His absence from that event dropped him from second to third in the Championship Tour standings and left Ewing scrambling to be fit for the WSL Finals at Lower Trestles.
But the Stradbroke Island talent will chase a maiden title, looking sharp in pre-event sessions with retired Australian great Mick Fanning to emphatically prove his fitness.
"I definitely didn't think I was going to be here," Ewing said ahead of the tournament window opening on Friday night (AEST).
"I was really worried about making a full recovery but just had a really good team around me and been getting lots of support.
"He (Fanning) could still be in the finals with a shot at the title.
"He keeps me pretty humble and it's good to have that support and someone to surf with."
Compatriot Jack Robinson won the Tahiti Pro to secure his spot in the final five, sneaking into fifth after a year also impacted by injury.
"It's in me now from what I've been through this year ... just let it shine," he said of his mantra to 'let the light in'.

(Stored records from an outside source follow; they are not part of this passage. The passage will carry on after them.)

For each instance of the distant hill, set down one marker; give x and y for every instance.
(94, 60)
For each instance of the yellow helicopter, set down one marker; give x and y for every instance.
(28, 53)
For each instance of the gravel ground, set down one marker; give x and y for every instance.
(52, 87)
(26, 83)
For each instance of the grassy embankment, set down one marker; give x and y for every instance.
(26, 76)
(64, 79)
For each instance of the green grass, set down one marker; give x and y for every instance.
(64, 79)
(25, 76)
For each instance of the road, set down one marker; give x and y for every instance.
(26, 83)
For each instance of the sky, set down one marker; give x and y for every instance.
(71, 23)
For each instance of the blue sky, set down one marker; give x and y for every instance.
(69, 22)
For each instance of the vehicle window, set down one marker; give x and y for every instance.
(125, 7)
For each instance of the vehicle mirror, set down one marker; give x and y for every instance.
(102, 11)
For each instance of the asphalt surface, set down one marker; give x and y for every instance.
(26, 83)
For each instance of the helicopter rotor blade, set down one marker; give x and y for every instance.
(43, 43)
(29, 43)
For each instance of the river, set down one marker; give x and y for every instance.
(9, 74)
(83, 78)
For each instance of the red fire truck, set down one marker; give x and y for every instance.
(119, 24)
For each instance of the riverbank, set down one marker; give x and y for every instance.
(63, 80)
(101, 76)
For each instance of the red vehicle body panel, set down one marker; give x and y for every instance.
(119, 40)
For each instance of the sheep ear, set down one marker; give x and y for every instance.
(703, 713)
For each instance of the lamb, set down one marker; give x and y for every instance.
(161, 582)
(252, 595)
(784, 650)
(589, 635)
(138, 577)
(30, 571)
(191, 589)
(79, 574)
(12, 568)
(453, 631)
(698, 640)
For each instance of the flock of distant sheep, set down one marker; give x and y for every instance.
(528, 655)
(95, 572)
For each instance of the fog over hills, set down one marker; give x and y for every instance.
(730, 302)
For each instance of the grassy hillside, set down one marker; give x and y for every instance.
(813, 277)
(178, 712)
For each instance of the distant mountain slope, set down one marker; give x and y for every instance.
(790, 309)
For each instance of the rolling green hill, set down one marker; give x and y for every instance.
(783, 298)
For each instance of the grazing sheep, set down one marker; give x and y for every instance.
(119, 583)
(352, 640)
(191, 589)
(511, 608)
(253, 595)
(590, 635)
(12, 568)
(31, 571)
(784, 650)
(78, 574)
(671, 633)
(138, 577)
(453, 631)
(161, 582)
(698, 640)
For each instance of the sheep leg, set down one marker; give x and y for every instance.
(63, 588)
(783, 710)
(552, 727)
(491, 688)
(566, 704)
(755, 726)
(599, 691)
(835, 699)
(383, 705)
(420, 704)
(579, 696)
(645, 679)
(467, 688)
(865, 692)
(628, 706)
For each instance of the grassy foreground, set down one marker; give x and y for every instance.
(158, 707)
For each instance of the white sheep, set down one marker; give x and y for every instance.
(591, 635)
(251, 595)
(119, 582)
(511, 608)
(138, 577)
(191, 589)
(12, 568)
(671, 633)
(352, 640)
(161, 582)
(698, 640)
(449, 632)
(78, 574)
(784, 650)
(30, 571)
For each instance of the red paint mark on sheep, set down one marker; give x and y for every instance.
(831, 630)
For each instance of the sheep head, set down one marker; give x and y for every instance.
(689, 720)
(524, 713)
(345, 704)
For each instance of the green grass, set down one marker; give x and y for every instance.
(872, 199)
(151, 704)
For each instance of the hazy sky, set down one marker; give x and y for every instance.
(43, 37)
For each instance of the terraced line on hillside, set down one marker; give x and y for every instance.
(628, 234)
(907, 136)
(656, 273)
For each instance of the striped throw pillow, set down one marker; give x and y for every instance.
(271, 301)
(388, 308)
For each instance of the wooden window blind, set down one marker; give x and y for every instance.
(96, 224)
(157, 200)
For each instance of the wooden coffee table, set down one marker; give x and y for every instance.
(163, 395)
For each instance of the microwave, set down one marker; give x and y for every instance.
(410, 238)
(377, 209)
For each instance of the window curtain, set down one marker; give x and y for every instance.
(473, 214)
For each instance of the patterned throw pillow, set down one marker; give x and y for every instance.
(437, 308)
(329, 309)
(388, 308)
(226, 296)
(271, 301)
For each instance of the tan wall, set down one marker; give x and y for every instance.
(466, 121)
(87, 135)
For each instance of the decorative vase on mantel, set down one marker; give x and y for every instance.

NSW 20-year-old Molly Picklum is the women's fourth seed while Tyler Wright will shoot for a third world title after finishing the regular season in second place, narrowly behind five-time champion Carissa Moore.
Wright won back-to-back titles in 2016-17 before a harsh bout of the flu led to a diagnoses of post-viral syndrome, a painful form of chronic fatigue that left her bedridden and without answers for more than a year.
"It's the first year I've completed since 2017 and to put a full year together has taken a lot of work," she said.
"It was something I didn't know if I wanted to do again, but it's a beautiful opportunity to be here."
Swell from Hurricane Jova has added another factor to the mix at the reliable break, with forecasters predicting day two or three of the window as a likely launch point.
The top-five shootout will see the fourth and fifth-ranked surfers face off in a sudden-death heat, the victor moving on to face the third seed.
That continues until the final round against the top seed, with a best-of-three battle to decide the champion.